Eygalieres galerie de portraits

Jean-Philippe Montagard

Le bonheur est dans le champ (d'oliviers)

Dès que le marché du vendredi prend son allure des beaux jours, Jean-Philippe Montagard y a sa place, sur un emplacement stratégique, pour présenter et vendre « La Fabresse », l’huile d’olive qu’il produit depuis près de vingt ans. Descendant d’agriculteurs et fier de l’être, cet « oliveron » se définit d’abord comme un « Alpillin », aux pieds bien ancrés dans son terroir qu’il prend plaisir à parcourir en VTT. Cet attachement aux lieux et son sens de l’intérêt général l’ont conduit à assumer, depuis quatre ans, la présidence du Syndicat interprofessionnel de l’olivier de la Vallée des Baux fondé il y a maintenant trente ans.

Avenant, pédagogue, travailleur acharné, amoureux des Alpilles et passionné par son métier, Jean-Philippe est issu d’une famille établie depuis longtemps dans la région. Léon, son grand-père, agriculteur, est né à Mollégès ; ayant épousé une Cabannaise, il s’est établi dans ce village.
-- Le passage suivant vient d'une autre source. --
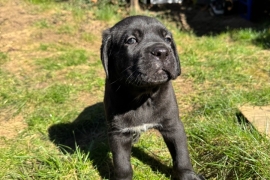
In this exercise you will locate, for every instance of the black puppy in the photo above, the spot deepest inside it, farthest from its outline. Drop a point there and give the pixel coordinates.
(140, 58)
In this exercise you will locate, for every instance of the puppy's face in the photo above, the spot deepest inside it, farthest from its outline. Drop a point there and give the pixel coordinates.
(139, 51)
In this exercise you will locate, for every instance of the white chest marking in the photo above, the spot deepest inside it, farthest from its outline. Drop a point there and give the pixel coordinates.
(141, 128)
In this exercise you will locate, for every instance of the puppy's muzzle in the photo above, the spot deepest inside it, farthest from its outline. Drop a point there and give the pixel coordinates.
(160, 52)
C’est à Cabannes qu’est né son fils Jean-Claude, le père de Jean-Philippe, avant que la famille ne s’installe à Plan d’Orgon. Jean-Claude y a été embauché par l’expéditeur de fruits et légumes Tonfoni (voir le portrait de Fabio et Gabrielle Tonfoni dans cette Galerie). Et c’est tout naturellement que Jean-Philippe, né à Cavaillon, a « glissé » de Plan d’Orgon à Eygalières lorsqu’il a décidé de devenir oliveron. Dans la famille Montagard, n’oublions pas Roger, le frère cadet de Léon, coiffeur puis apiculteur à Eygalières, père de Patrick (voir son portrait dans cette Galerie).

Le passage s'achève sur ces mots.